The Philippines and Australia signed a 25-year reciprocal defence status agreement on May 19, 2026, covering three named bases and a 480 million AUD logistics fund.

Philippines and Australia Sign 25-Year Defence Status Agreement in Canberra

Manila and Canberra signed a 25-year reciprocal defence status agreement on May 19, 2026, the longest bilateral military framework either capital has concluded outside its formal treaty allies. The text was initialled at Parliament House by Philippine Defence Secretary Gilberto Teodoro Jr. and Australian Deputy Prime Minister Richard Marles, and confirms that troops from both sides may pre-position equipment and conduct combined exercises in each other's territory through 2051.

The agreement replaces an annual status-of-forces arrangement first signed in 2012. According to the joint communiqué released by the Australian Department of Defence, the new text covers four areas: criminal jurisdiction over visiting personnel, customs treatment for pre-positioned munitions, joint use of three named bases, and a standing logistics fund.

What Changes on the Ground

The three named bases are Subic Bay and Cagayan de Oro in the Philippines, and RAAF Tindal in the Northern Territory. Marles told reporters in Canberra that Australian transport aircraft will rotate through Subic Bay quarterly starting in October, while a Philippine Marine company will deploy to Tindal for tropical-warfare training every dry season.

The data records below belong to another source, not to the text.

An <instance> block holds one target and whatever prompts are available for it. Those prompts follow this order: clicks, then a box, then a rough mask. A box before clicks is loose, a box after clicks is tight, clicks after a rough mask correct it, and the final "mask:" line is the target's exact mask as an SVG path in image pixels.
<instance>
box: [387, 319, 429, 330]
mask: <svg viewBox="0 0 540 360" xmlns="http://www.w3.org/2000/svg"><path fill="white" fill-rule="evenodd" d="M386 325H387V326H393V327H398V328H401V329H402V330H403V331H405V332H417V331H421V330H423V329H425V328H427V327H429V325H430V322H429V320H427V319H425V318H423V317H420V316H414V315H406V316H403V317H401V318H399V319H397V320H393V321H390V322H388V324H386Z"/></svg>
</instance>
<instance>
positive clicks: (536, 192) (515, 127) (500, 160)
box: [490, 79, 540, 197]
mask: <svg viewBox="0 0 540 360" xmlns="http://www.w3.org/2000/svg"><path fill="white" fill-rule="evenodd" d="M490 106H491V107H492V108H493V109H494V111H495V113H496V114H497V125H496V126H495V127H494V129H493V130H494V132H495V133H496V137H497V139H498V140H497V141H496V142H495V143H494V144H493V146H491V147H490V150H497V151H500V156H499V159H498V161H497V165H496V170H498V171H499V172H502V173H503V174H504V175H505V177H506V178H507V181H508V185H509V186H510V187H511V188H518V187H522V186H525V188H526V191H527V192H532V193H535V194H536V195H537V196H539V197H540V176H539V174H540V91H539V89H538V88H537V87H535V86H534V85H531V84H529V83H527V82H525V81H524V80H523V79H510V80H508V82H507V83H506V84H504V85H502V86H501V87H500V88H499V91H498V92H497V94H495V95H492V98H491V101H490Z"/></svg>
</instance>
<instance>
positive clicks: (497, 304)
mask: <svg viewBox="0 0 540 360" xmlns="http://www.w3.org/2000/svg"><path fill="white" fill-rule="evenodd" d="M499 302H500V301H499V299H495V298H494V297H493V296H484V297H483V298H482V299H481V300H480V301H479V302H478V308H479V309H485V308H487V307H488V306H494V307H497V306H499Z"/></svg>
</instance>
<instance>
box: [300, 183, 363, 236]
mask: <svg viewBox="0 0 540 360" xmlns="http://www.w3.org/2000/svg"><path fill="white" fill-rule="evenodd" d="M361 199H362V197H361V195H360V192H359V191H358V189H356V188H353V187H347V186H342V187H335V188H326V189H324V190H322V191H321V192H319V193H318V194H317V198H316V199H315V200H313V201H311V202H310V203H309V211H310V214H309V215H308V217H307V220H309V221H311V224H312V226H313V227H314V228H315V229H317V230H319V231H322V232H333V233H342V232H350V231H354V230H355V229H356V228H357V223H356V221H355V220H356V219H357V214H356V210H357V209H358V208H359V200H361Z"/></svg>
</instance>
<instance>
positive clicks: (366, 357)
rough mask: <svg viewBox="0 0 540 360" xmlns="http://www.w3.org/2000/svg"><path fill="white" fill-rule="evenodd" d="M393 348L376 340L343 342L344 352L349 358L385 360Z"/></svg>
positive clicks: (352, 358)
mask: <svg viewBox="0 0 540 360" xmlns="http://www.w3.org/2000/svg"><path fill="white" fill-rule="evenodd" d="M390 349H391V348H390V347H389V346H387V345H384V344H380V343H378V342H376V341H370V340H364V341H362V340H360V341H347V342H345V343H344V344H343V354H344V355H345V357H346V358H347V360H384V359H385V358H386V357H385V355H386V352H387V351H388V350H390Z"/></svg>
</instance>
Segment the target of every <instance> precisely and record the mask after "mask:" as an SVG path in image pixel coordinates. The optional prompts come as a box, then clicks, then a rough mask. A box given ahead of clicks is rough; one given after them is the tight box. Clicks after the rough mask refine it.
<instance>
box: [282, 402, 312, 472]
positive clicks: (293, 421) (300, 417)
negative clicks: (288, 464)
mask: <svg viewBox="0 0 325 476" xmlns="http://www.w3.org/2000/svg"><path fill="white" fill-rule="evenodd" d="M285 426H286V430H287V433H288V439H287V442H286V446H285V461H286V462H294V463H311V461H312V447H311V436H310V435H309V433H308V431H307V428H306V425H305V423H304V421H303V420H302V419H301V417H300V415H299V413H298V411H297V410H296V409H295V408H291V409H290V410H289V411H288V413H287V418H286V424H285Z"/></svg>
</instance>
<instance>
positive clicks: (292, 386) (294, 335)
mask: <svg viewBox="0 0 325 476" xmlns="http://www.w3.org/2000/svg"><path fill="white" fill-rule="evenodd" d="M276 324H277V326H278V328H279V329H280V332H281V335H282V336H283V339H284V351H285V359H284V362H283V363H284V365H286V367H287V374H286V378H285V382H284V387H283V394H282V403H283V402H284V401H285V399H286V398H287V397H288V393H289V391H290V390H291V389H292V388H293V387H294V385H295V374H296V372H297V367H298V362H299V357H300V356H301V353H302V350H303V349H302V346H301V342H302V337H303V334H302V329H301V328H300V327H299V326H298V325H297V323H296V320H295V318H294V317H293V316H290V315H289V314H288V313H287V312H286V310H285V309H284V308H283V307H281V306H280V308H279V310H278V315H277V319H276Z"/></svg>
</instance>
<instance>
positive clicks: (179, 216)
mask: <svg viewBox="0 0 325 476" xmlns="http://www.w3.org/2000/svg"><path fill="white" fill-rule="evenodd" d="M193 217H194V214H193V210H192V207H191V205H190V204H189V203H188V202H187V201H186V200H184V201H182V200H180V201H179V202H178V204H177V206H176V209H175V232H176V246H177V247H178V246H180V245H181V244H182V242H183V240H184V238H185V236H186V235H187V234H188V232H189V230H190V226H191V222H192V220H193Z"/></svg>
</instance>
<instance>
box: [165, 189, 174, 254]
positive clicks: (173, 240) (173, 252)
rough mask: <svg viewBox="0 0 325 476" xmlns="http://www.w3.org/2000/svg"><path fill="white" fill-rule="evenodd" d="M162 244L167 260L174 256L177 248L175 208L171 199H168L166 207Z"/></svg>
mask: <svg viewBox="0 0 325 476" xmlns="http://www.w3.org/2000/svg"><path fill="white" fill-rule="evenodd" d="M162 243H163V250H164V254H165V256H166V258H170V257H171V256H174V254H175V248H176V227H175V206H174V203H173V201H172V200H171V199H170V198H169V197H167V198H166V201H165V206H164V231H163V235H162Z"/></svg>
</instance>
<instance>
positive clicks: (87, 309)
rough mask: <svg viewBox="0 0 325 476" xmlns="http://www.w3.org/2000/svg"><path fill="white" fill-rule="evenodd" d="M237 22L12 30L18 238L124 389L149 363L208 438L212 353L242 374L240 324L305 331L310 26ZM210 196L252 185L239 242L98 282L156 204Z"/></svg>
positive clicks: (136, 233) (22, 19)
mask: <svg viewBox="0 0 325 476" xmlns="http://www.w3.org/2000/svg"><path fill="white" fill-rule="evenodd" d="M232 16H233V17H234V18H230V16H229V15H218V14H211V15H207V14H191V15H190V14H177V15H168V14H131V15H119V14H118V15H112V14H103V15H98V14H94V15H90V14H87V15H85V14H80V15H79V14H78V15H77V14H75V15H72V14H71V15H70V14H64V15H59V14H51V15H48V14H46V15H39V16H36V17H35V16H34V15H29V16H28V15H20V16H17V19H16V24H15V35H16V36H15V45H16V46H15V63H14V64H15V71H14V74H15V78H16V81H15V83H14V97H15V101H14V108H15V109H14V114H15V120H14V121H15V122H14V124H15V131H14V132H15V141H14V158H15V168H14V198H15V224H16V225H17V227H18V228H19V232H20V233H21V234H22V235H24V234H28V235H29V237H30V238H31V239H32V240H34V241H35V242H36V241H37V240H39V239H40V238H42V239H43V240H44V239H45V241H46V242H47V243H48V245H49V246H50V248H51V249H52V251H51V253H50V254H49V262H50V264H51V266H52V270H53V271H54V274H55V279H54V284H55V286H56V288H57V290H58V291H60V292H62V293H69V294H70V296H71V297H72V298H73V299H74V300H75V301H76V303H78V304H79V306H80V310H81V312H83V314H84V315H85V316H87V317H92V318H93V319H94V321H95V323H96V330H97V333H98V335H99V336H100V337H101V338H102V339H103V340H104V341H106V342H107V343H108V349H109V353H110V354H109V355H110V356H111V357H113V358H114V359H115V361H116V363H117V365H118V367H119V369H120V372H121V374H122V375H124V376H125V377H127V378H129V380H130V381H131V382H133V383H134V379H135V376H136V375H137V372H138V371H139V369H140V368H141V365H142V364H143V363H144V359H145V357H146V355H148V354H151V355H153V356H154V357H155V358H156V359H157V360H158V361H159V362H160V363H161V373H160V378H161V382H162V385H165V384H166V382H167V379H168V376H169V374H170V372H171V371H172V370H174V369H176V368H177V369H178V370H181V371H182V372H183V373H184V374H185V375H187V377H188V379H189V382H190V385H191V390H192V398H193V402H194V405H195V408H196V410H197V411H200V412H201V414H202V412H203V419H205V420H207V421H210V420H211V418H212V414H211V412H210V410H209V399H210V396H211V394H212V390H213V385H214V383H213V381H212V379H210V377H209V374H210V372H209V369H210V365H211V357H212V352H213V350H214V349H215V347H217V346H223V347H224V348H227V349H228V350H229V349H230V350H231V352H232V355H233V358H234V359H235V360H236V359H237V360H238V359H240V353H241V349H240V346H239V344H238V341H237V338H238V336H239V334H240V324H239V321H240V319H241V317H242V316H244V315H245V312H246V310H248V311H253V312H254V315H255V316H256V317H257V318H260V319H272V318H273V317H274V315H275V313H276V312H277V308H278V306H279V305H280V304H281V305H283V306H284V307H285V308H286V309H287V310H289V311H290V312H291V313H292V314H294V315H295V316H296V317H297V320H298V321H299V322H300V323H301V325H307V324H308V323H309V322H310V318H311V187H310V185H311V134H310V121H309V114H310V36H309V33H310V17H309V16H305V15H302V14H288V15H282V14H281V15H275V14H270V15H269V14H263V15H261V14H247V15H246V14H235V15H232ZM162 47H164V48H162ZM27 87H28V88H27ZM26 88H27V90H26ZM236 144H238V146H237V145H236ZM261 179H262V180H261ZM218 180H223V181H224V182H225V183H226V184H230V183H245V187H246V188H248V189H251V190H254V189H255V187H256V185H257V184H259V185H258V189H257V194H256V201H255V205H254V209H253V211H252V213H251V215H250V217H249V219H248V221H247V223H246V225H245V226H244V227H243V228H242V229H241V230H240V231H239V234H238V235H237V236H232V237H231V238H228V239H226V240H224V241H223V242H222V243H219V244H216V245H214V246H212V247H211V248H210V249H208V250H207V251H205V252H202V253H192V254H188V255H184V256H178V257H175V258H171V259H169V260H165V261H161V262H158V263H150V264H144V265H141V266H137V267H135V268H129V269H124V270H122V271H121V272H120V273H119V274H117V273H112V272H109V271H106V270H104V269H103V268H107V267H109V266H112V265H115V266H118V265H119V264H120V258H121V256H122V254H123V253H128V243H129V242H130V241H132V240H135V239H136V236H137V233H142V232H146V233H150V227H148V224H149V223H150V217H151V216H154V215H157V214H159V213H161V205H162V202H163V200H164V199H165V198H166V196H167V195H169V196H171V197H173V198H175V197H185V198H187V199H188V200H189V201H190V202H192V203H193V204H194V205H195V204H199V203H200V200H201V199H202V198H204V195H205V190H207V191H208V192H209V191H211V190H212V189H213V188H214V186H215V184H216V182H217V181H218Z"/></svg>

Teodoro said the logistics fund, capped at 480 million Australian dollars over five years, will pay for fuel storage, ammunition bunkers and a joint repair depot at Subic. The fund is front-loaded — 180 million dollars will be released in the first 12 months.

Regional Response

Indonesia's Foreign Ministry, in a statement issued on May 20, said it had been briefed in advance and considered the agreement consistent with ASEAN principles. The Chinese Foreign Ministry described the pact as a step that risked "dragging the region into bloc confrontation," according to a transcript of the May 20 press briefing by spokesperson Mao Ning.

The agreement comes after three rounds of negotiation between January and April. Marles said the text now goes to Federal Parliament for ratification, with a vote expected before the winter recess. The Philippine Senate is scheduled to take up the document on June 3.

Trade Component

Annexed to the defence text is a memorandum on critical minerals. Australia will fund a 60 million dollar feasibility study for a nickel-refining plant in Surigao del Norte, with output earmarked for Australian battery makers. According to Trade Minister Don Farrell, the study should report by March 2027.

The Philippines becomes the seventh country with which Australia holds a formal reciprocal defence framework, alongside the United States, the United Kingdom, New Zealand, Japan, Singapore and Papua New Guinea.